Chemnitzer FC in Schieflage - Stadtspitze will Verein retten

Der Verein hat über seine Verhältnisse gelebt - im Etat klafft ein Millionenloch. Jetzt soll die Kommune einspringen. Falls das misslingt, könnte es das Ende des Profifußballs in der drittgrößten Stadt Sachsens bedeuten.

Chemnitz.

Kreidebleich und mit ernsten Mienen sind am Donnerstag die Chemnitzer Oberbürgermeisterin Barbara Ludwig (SPD) und der Vorstands-Chef des Fußball-Drittligisten Chemnitzer FC, Mathias Hänel, bei einer kurzfristig angesetzten Pressekonferenz vor die Öffentlichkeit getreten. Anlass des Termins ist das Defizit im Vereins-Etat - es beläuft sich laut Hänel auf über zwei Millionen Euro. Ohne finanzielle Hilfe von außen droht dem Verein die Insolvenz und der Stadt Chemnitz der Verlust des Profifußballs.

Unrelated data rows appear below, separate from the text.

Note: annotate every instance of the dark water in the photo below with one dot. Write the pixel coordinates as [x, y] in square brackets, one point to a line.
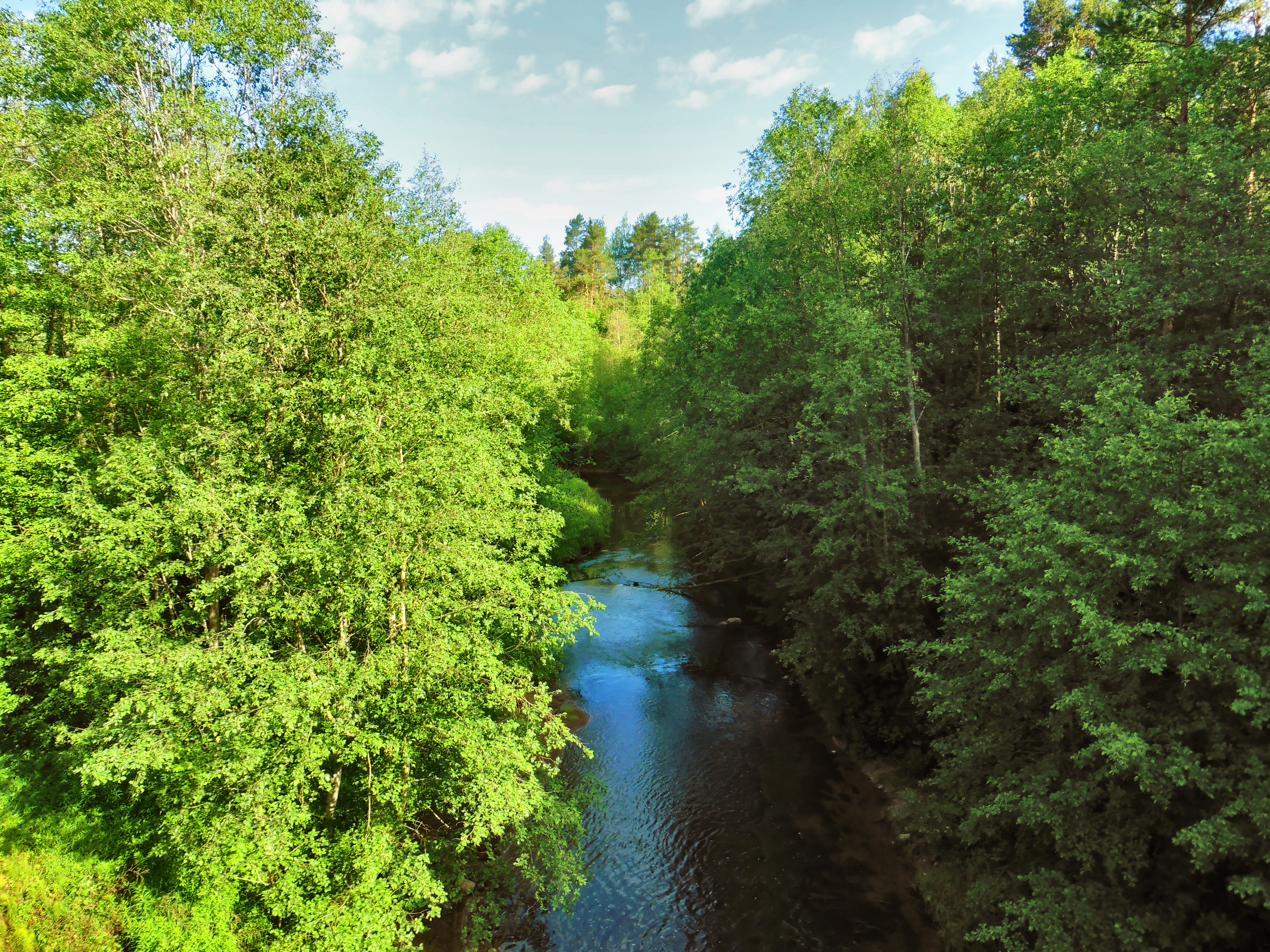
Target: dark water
[730, 822]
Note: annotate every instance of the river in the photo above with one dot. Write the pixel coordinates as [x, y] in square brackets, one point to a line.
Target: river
[731, 822]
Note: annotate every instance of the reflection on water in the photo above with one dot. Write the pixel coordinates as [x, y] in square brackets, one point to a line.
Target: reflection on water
[730, 823]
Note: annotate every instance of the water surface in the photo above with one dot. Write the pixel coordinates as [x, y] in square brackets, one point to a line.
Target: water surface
[730, 821]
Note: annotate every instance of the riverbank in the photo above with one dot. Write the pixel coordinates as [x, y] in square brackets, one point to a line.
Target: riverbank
[733, 819]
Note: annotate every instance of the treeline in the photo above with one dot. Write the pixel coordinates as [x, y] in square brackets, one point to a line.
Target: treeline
[981, 395]
[619, 282]
[279, 607]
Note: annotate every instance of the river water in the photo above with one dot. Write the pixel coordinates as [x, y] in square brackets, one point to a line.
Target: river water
[730, 821]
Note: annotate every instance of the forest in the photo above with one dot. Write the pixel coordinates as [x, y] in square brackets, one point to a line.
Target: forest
[976, 399]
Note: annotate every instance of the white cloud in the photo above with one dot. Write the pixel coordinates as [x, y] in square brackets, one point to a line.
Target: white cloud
[704, 11]
[887, 42]
[346, 16]
[484, 16]
[613, 96]
[615, 186]
[450, 63]
[566, 185]
[542, 211]
[351, 49]
[530, 84]
[761, 75]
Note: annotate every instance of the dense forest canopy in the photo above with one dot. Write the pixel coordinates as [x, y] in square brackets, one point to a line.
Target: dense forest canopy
[277, 602]
[976, 399]
[980, 391]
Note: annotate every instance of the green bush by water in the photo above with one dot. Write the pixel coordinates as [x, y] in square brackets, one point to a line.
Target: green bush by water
[587, 515]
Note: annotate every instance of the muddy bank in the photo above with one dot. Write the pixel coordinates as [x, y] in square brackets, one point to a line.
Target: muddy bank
[733, 819]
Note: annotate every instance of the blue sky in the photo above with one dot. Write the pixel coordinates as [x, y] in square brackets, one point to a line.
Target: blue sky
[547, 108]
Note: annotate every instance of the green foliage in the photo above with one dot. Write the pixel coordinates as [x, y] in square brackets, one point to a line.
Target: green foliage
[977, 402]
[587, 516]
[275, 583]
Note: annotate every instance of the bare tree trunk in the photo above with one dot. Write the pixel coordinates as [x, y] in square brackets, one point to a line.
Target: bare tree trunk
[912, 395]
[214, 608]
[333, 795]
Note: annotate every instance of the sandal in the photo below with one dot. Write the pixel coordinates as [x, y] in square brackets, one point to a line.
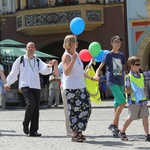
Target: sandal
[81, 136]
[123, 136]
[76, 139]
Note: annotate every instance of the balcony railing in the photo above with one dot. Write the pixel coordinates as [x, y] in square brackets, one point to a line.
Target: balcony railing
[57, 20]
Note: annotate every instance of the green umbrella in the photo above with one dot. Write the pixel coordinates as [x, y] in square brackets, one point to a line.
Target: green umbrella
[11, 53]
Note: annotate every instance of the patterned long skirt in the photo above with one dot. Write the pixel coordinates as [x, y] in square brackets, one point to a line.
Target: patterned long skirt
[79, 108]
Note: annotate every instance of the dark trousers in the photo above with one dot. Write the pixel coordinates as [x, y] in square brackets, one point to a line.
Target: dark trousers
[32, 97]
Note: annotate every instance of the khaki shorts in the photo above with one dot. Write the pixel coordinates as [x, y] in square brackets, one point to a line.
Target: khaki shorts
[137, 111]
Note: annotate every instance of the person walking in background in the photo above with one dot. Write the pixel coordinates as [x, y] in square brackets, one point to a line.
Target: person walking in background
[135, 94]
[68, 131]
[103, 85]
[54, 90]
[29, 68]
[114, 62]
[79, 105]
[146, 74]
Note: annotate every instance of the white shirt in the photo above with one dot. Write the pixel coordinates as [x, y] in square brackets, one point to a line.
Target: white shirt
[29, 73]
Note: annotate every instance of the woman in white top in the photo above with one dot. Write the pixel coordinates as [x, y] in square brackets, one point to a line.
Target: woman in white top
[79, 106]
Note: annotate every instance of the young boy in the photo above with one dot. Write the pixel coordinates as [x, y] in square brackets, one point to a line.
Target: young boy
[103, 85]
[134, 88]
[114, 62]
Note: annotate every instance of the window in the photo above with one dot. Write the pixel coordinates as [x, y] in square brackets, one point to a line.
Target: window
[32, 3]
[43, 3]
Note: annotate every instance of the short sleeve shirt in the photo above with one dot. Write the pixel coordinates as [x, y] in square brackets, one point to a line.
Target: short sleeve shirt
[114, 65]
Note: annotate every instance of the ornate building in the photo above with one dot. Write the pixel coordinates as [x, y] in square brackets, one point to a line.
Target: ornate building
[46, 22]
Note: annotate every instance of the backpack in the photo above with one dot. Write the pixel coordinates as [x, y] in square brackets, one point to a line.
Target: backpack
[22, 61]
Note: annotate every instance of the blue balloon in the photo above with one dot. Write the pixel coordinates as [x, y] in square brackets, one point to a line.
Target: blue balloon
[77, 25]
[106, 51]
[100, 56]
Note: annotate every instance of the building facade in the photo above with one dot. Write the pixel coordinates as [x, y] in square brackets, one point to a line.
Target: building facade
[138, 23]
[46, 22]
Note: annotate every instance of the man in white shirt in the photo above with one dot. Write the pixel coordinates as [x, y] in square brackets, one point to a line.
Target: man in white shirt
[29, 83]
[146, 74]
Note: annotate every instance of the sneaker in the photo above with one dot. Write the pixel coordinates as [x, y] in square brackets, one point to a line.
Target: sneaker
[114, 130]
[123, 136]
[147, 137]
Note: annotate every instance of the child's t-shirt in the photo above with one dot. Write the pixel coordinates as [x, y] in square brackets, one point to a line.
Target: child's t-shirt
[114, 65]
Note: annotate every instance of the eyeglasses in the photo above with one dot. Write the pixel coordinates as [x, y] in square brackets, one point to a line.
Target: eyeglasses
[137, 64]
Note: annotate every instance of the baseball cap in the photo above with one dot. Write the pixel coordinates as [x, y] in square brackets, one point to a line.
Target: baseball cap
[116, 37]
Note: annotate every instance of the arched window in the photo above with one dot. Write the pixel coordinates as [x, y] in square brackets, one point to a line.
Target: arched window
[43, 3]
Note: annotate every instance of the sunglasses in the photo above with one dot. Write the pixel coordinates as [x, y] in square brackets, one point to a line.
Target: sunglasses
[137, 64]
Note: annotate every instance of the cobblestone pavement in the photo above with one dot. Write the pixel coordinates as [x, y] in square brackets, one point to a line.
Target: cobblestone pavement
[52, 127]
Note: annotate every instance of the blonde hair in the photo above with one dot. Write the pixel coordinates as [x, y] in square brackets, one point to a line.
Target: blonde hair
[69, 39]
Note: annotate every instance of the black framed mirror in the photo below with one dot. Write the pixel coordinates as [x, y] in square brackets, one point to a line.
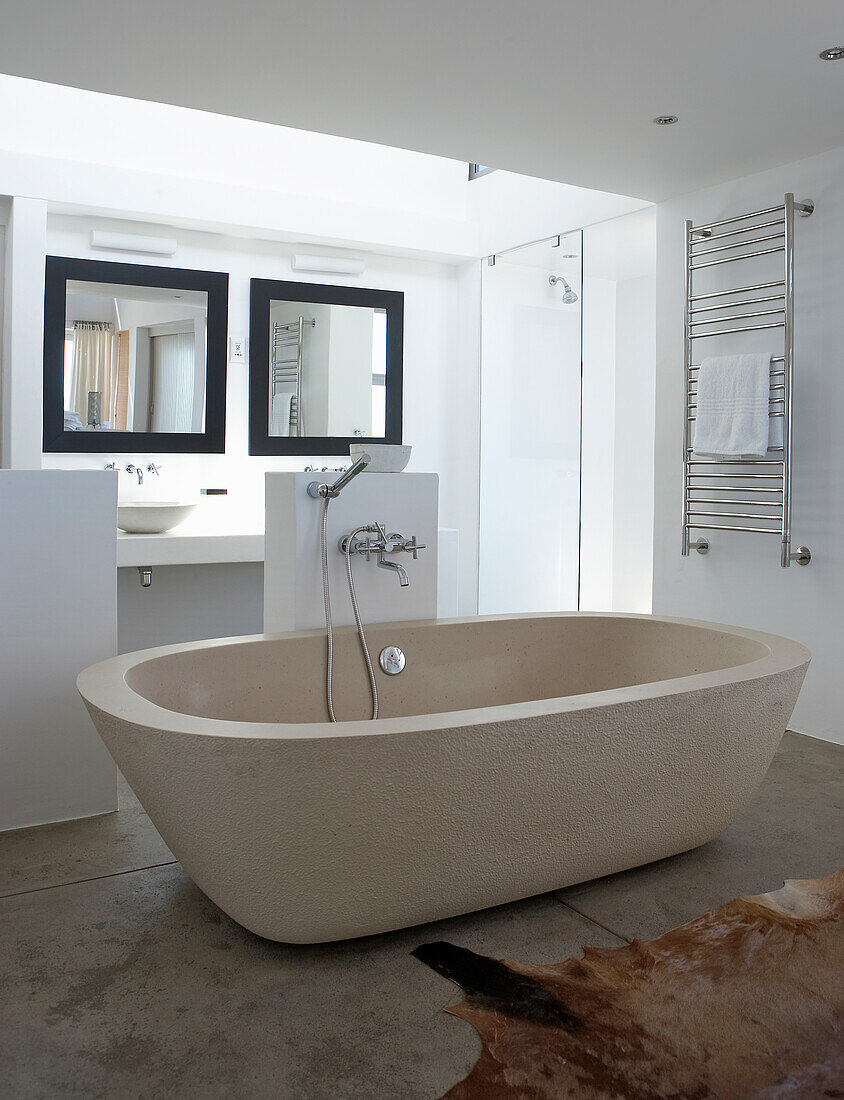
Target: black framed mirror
[325, 367]
[134, 358]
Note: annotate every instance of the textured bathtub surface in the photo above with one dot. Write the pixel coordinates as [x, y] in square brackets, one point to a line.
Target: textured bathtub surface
[307, 832]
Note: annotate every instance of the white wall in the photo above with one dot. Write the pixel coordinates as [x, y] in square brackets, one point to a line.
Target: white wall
[598, 454]
[529, 435]
[633, 482]
[57, 616]
[436, 371]
[741, 581]
[241, 197]
[618, 387]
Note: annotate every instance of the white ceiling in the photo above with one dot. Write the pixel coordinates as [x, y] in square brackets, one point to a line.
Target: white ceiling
[548, 88]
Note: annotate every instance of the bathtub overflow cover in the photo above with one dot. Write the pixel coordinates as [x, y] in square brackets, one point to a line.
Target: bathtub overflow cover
[392, 660]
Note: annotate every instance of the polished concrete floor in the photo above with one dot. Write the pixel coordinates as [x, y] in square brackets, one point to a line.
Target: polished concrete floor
[119, 979]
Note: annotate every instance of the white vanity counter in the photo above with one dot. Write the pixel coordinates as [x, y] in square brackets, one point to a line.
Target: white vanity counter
[194, 543]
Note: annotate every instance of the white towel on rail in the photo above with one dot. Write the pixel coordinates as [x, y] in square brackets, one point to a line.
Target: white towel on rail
[280, 415]
[732, 417]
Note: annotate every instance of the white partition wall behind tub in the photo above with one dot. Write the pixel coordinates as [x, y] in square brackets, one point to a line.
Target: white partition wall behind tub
[57, 615]
[404, 503]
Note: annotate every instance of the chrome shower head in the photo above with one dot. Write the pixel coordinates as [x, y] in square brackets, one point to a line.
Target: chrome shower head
[569, 297]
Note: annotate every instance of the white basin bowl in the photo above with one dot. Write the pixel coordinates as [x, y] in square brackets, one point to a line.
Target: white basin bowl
[386, 458]
[152, 517]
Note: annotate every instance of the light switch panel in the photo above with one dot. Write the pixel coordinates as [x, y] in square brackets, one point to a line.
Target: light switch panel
[237, 349]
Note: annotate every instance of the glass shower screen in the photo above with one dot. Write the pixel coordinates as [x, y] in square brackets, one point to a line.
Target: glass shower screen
[530, 428]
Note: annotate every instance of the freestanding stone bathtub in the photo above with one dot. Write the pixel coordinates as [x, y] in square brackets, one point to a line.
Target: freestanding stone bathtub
[514, 756]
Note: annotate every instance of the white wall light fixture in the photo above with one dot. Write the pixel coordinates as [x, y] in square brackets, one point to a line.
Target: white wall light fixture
[131, 242]
[330, 265]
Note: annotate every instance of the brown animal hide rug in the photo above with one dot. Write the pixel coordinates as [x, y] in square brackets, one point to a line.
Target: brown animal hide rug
[746, 1002]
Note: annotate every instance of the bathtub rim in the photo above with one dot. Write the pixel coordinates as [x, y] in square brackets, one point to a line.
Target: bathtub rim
[105, 685]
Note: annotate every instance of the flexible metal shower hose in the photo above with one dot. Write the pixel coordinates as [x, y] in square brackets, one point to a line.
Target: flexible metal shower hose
[329, 625]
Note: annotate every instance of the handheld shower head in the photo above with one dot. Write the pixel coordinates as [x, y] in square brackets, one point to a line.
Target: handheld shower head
[569, 297]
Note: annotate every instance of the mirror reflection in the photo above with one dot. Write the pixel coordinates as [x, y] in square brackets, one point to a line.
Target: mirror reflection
[327, 370]
[134, 358]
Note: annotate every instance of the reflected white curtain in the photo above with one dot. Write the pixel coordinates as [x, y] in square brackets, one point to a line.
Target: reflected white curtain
[94, 369]
[173, 361]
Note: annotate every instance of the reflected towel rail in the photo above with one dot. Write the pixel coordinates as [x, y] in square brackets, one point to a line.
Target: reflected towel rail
[287, 372]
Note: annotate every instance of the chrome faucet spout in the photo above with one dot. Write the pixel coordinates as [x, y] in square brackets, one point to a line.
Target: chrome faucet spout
[330, 492]
[399, 570]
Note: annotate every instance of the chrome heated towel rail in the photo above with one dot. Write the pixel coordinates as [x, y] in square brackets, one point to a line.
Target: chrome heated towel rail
[287, 354]
[749, 494]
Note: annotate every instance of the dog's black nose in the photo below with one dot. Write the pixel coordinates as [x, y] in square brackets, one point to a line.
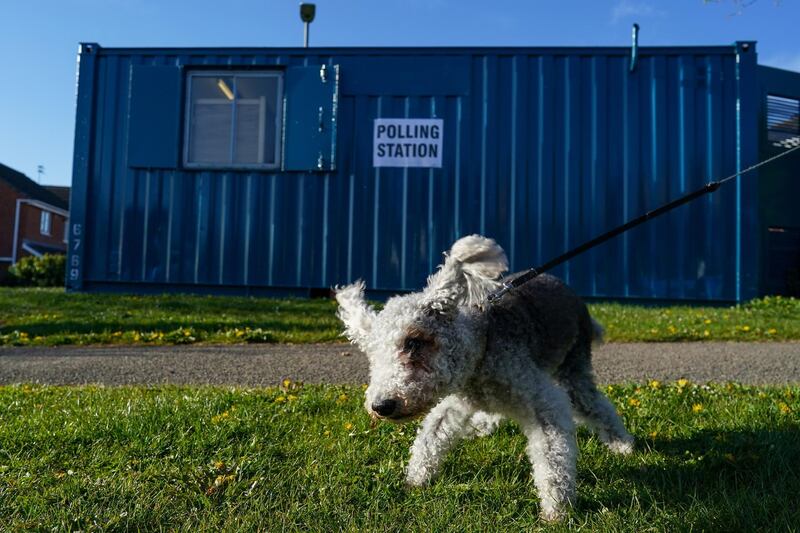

Die finanzielle Nothilfe soll nun vor allem von der Kommune kommen. Die Rathausspitze will dem Verein vorbehaltlich der Zustimmung durch den Stadtrat eine Summe von 1,26 Millionen Euro überweisen. Das Geld, so erklärte Oberbürgermeisterin Ludwig gestern, stehe dem Verein zwar zu, sei bisher aber aus politischen Gründen nicht ausgezahlt worden.


Hintergrund der Zahlung ist die Aufkündigung des Erbbaurechtsvertrags für das Stadiongrundstück vor vier Jahren: Weil auf dem Areal die neue Arena errichtet werden sollte, musste der eigentlich bis 2060 gültige Erbbaurechtsvertrag zwischen CFC und Stadt aufgelöst werden. Der Verein verlor damit seine Rechte an dem Grundstück, daher steht ihm eine Entschädigung zu - laut einem von der Stadt beauftragten Gutachten 1,26 Millionen Euro. Bisher sei die Summe aber nicht ausgezahlt worden, erklärte Ludwig gestern, weil es der Öffentlichkeit schwierig zu vermitteln gewesen wäre, dem Fußballverein neben einem mit Steuergeld bezahltem Stadion auch noch eine Entschädigung zu überweisen. Die Community4you-Arena war im Juni dieses Jahres eröffnet worden. Die Gesamtkosten dafür lagen bei 27 Millionen Euro.

Nun soll die Entschädigungssumme doch überwiesen werden, um den Verein vor einer drohenden Zahlungsunfähigkeit zu bewahren. Doch der Millionenbetrag der Kommune allein wird nicht ausreichen, um die wirtschaftliche Schieflage des Vereins geradezurücken: Wie die Chemnitzer Oberbürgermeisterin bestätigte, wird der mehrheitlich kommunale Energieversorger Eins dem CFC zusätzlich ein Darlehen in Höhe von 1,5 Millionen Euro gewähren. Die Auszahlung der Summe sei an bestimmte Bedingungen geknüpft, so Ludwig. Die Gesellschafter des Unternehmens, darunter viele Kommunen in Südwestsachsen, hätten den Plänen zugestimmt, so Ludwig.

Zur Frage, wie es zu der finanziell bedrohlichen Situation kommen konnte, sagte Vorstands-Chef Hänel, dem Verein seien "die Kosten davongelaufen". Zugleich räumte er Versäumnisse und Planungsfehler ein. Der neue CFC-Geschäftsführer Dirk Kall - er kam im Sommer nach Chemnitz - erklärte, die Schwierigkeiten seien erstmals mit dem Jahresabschluss für die vergangene Saison deutlich geworden. Ursache seien die hohen Kosten für den Betrieb des neuen Stadions gewesen, aber auch die Verstärkungen für den Drittligakader zur Winterpause der vergangenen Saison sowie die Abfindungszahlungen nach der Entlassung von Ex-Trainer Karsten Heine. Im Frühjahr stand der Club auf einem Abstiegsplatz.

Weitgehend offen blieb am Donnerstag die Frage, mit welchen Auflagen der Verein nun von Seiten des Deutschen Fußballbundes (DFB) rechnen muss. Oberbürgermeisterin Barbara Ludwig sieht offenbar schon Konsequenzen für den Fall, dass der Stadtrat die Millionenzahlung an den Verein ablehnen sollte. Dann, so das Stadtoberhaupt, bestehe das Risiko von weitreichenden Auflagen und Strafen durch den DFB "bis hin zur Gefahr für den Profispielbetrieb".